Pero en los armarios del Archivo Municipal sí que se
guardan los informes realizados por los técnicos consistoriales que
inspeccionaron los refugios antiaéreos durante la década de 1940, que
posteriormente, en 1953, fueron incluidos en un Plan Especial de
refugios públicos. Medio siglo después, en el año 2003, en otro Plan
Especial, el de protección arqueológica del término municipal de
Alicante, se incluyó aquella información elaborada sobre los refugios
antiaéreos.
Casi un centenar de refugios
En el
subsuelo alicantino hubo repartidos durante la Guerra Civil más de un
centenar de refugios antiaéreos públicos, pero en los informes
municipales aparecen 96. En estos informes se reseñan datos tales como
localización, estructura, extensión y dimensiones de los mismos.

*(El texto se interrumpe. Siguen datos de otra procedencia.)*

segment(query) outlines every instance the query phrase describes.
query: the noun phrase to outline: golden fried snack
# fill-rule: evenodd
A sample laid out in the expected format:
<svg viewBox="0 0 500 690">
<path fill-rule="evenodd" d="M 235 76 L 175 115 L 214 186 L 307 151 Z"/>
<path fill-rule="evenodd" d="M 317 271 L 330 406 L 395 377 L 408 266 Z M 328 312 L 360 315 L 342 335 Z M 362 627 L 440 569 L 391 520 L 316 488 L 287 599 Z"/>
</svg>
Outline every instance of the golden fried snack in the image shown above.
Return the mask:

En
muchos se indican los nombres de las plazas o calles donde se hallaban
las entradas. Y, en medio centenar, se acompañan croquis.
Con esta
información, un equipo del COPHIAM (Conservación del Patrimonio
Histórico-Artístico Municipal) dirigido por el arqueólogo Pablo Rosser
elaboró en 2003 una serie de fichas de casi todos los refugios, dentro
del ya mencionado Plan Especial de Protección Arqueológica (P.E.P.A.).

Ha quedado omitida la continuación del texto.